Vasomotor symptoms, commonly referred to as hot flashes or night sweats, are the most prevalent menopausal complaint, affecting up to 80% of women.1-3 Many of these women experience daily VMS, which may persist for an average of 7 to 9 years, and in one-third of women, can last more than 10 years. Vasomotor symptoms result in a substantial negative impact on quality of life, resulting in physical and psychosocial impairment affecting work performance, social activities, and personal and social relationships.
The pathophysiology surrounding VMS is not fully understood, and likely multifactorial.1,2 The reduction in reproductive hormones (estrogen and progesterone) appear to play a role in the thermoregulatory zone of the hypothalamus. Additionally, the thermoregulatory zone may adapt and become more sensitive to changes in core body temperature, which may cause the sensation of a hot flash. There are several neurons and neurotransmitters hypothesized to play a role in VMS including serotonin, adrenal system, noradrenergic, and neurokinin (NK)-1 and NK-3 receptors.4 During the transition to menopause, alterations occur to some of these neurons, leading to thermoregulatory system disruptions and the development of VMS.
Standard of care for VMS
The overall goal for the treatment of menopausal related VMS is to reduce the frequency and severity, as well as improve the overall quality of life.1,2 For women who have mild VMS, nonpharmacological treatment options alone can be considered. However, in women experiencing moderate to severe VMS, systemic hormone therapy (HT) with estrogen alone or in combination with progestin is regarded as the most effective treatment option.

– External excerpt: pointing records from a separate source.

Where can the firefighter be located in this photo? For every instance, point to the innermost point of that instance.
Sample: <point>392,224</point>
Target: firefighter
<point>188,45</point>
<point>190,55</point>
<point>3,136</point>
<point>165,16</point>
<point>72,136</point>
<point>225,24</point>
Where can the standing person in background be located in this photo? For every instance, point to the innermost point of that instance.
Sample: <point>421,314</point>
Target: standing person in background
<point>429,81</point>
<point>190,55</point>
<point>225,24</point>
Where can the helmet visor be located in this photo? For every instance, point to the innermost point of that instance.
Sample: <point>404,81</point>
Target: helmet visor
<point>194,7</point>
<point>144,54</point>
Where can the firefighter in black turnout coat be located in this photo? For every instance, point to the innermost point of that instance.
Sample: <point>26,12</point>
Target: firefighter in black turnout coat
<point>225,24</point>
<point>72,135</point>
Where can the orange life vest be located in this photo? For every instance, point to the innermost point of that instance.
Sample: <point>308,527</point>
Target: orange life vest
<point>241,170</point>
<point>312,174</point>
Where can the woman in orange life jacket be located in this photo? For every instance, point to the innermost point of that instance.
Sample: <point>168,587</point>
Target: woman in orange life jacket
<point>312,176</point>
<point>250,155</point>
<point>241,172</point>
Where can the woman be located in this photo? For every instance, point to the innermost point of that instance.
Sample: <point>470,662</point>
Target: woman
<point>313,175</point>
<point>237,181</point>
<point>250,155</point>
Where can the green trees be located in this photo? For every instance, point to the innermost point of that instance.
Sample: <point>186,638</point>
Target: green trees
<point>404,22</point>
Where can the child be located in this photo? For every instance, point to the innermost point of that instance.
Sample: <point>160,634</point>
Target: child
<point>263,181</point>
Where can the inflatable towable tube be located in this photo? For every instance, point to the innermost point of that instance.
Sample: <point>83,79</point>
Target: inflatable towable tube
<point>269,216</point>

Some women may choose not to use HT or have contraindications to its use, such as history of an estrogen-sensitive cancer, coronary heart disease, myocardial infarction, stroke, venous thromboembolism, or inherited high risk of thromboembolic disease.3 For these women, nonhormonal pharmacologic evidence-based options may be useful to avoid HT for the treatment of VMS.
The North American Menopause Society published a position statement on nonhormone therapy in 2023.3 The guideline states only 2 medications were Food and Drug Administration (FDA) approved for reduction of VMS in menopause at the time of publication: paroxetine mesylate 7.5 mg daily (a selective serotonin reuptake inhibitor [SSRI]) and fezolinetant 45 mg daily (an NK-3 receptor antagonist), both with level I recommendations (defined as good and consistent scientific evidence). Fexolinetant, approved in 2023, was the first of its class.5 Off-label alternative medication classes include SSRIs other than paroxetine, serotonin-norepinephrine reuptake inhibitors (SNRIs), gabapentin, and oxybutynin, all with level I recommendations.3 There is limited comparative data between nonhormone therapies.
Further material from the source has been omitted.